3. Tu seras donc menteur, si tu veux rester homme ; refuse de rester tel, et tu ne mentiras pas. Revêts-toi du Christ, et tu diras la vérité ; car ce que tu diras alors ne sera ni de toi ni imaginé par toi, mais viendra de l’éclat même et de la lumière de la vérité dans ton âme. Une fois séparé de la lumière, ne demeurerais-tu pas dans tes ténèbres, incapable de dire que le mensonge ? Le Seigneur même l’a déclaré : « Qui parle mensonge, parle de son propre fonds[2] » ; car tout homme est menteur ». D’où il suit qu’exprimer la vérité, ce n’est point parler d’après soi, mais d’après Dieu. Ce n’est pas que nous disions alors ce qui ne nous appartient pas ; nous le faisons nôtre en l’aimant quand nous le recevons et en rendant grâces à Celui qui nous l’envoie, et sans qui l’homme, privé de la lumière de la vérité, restera comme dépouillé de ce splendide vêtement et ne pourra dire que mensonges ; attendu qu’il conservera ce qui est exprimé dans ces paroles : « Tout homme est menteur ».
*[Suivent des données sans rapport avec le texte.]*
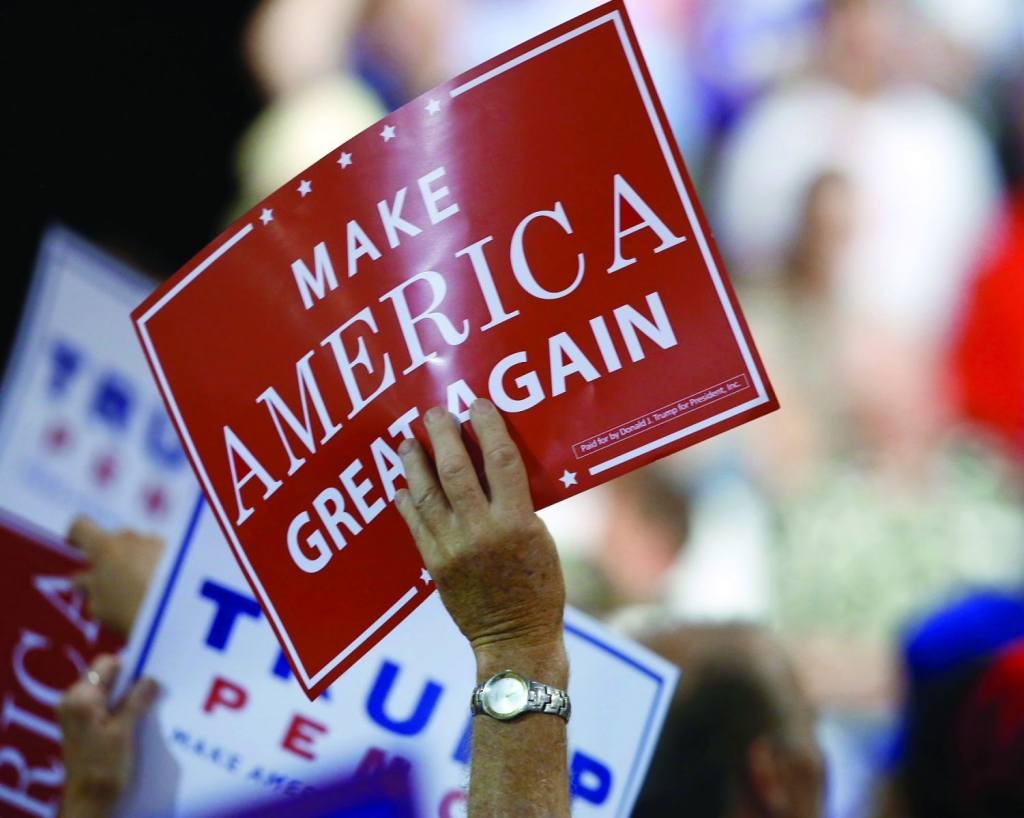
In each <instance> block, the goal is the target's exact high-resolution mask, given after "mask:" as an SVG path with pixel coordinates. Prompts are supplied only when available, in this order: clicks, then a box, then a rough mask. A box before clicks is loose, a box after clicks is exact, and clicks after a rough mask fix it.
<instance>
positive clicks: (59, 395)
mask: <svg viewBox="0 0 1024 818" xmlns="http://www.w3.org/2000/svg"><path fill="white" fill-rule="evenodd" d="M50 362H51V363H52V364H53V369H52V370H51V371H50V382H49V384H48V392H49V394H50V397H63V396H65V395H66V394H68V389H69V388H70V386H71V382H72V381H73V380H74V379H75V376H76V375H78V373H79V370H81V369H82V352H81V350H79V349H77V348H76V347H74V346H72V345H71V344H69V343H68V342H67V341H54V342H53V346H52V347H50Z"/></svg>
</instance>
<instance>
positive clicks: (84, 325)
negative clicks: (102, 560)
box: [0, 227, 197, 542]
mask: <svg viewBox="0 0 1024 818" xmlns="http://www.w3.org/2000/svg"><path fill="white" fill-rule="evenodd" d="M154 287H155V283H154V282H152V281H150V279H147V278H145V277H143V276H142V275H140V274H139V273H137V272H135V271H134V270H132V269H131V268H129V267H126V266H125V265H123V264H121V263H120V262H117V261H115V260H114V259H112V258H110V257H109V256H108V255H105V254H104V253H102V252H100V251H99V250H97V249H96V248H94V247H92V246H91V245H89V244H88V243H87V242H85V241H84V240H82V239H80V238H79V236H77V235H75V234H74V233H72V232H71V231H70V230H67V229H65V228H60V227H54V228H51V229H50V230H48V231H47V233H46V235H45V236H44V239H43V242H42V246H41V248H40V253H39V259H38V261H37V264H36V270H35V274H34V277H33V283H32V289H31V291H30V294H29V299H28V302H27V305H26V308H25V312H24V316H23V318H22V326H20V329H19V331H18V336H17V340H16V343H15V346H14V349H13V352H12V354H11V357H10V360H9V362H8V365H7V370H6V374H5V377H4V380H3V384H2V387H0V508H2V509H3V510H5V511H8V512H12V513H14V514H16V515H18V516H20V517H23V518H24V519H26V520H29V521H31V522H33V523H35V524H36V525H38V526H40V527H42V528H44V529H45V530H47V531H49V532H51V533H53V534H56V535H58V536H62V535H63V534H66V533H67V531H68V527H69V525H70V523H71V521H72V520H73V519H74V518H75V517H76V516H77V515H79V514H88V515H89V516H91V517H92V518H93V519H95V520H96V522H98V523H99V524H101V525H103V526H105V527H110V528H118V527H122V526H130V527H134V528H138V529H140V530H143V531H151V532H154V533H159V534H161V535H163V536H165V537H168V539H169V540H171V541H172V542H178V540H179V539H180V537H181V535H182V533H183V531H184V527H185V525H186V524H187V522H188V519H189V517H190V514H191V509H193V504H194V501H195V497H196V491H197V486H196V479H195V477H194V476H193V473H191V469H189V468H188V463H187V460H186V459H185V456H184V453H183V451H182V450H181V446H180V444H179V443H178V440H177V436H176V435H175V433H174V428H173V427H172V426H171V424H170V421H169V420H168V418H167V415H166V412H165V410H164V405H163V403H162V402H161V399H160V395H159V393H158V392H157V388H156V385H155V384H154V383H153V378H152V376H151V375H150V372H148V369H147V367H146V363H145V359H144V358H143V356H142V353H141V350H140V349H139V346H138V342H137V341H136V339H135V333H134V330H133V329H132V325H131V320H130V318H129V313H130V311H131V310H132V308H134V307H135V306H136V305H137V304H138V303H139V302H140V301H141V300H142V299H143V298H144V297H145V296H146V295H148V293H150V292H152V291H153V289H154Z"/></svg>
4. Ainsi nul n’a le droit de m’accuser ni de me dire : Je mentirai, puisque je suis un homme ; car je lui répondrai avec la plus grande assurance : Eh bien ! pour ne pas mentir, ne reste pas homme. – Comment ? que je ne sois plus homme ? – Non. Car c’est pour n’être plus homme que tu as été appelé par Celui qui pour toi s’est fait homme. Ne critique pas : si on te dit de n’être plus homme, ce n’est pas pour te mettre au nombre des animaux, mais au nombre de ceux à qui a été donné le pouvoir de devenir enfants de Dieu[3]. Car Dieu veut faire de toi un dieu, non par nature, comme le Fils qu’il a. engendré, mais ; par sa grâce et en t’adoptant. De même en effet que par condescendance il est devenu participant de ta mortalité ; ainsi en t’élevant il te fait participer à son immortalité. Ah ! rends-lui grâces et saisis avec empressement ce qu’il te donne, afin de mériter de jouir de ce qu’il te promet. Ne sois pas un Adam et tu ne resteras plus homme ; et n’étant plus homme, tu ne seras plus menteur, puisque « tout homme est menteur ». Et quand tu auras commencé à ne plus mentir, ne te l’attribue pas, ne t’élève pas, comme si c’était par toi-même : pareil à un flambeau qu’on vient d’allumer au foyer, tu pourrais t’éteindre au souffle de l’orgueil et retomber dans tes erreurs. Gardez-vous donc de mentir, mes frères ; vous étiez ci-devant le vieil homme ; en recevant la grâce de Dieu vous êtes devenus l’homme nouveau. Le mensonge vient d’Adam, la vérité vient du Christ. « Renoncez donc au mensonge et dites la vérité », afin qu’une fois votre esprit renouvelé, cette chair mortelle elle-même, qui vous vient d’Adam, mérite à son tour d’être renouvelée et changée au moment où elle ressuscitera ; et que déifié ainsi tout entier, l’homme s’attache également tout entier à l’immortelle et immuable vérité.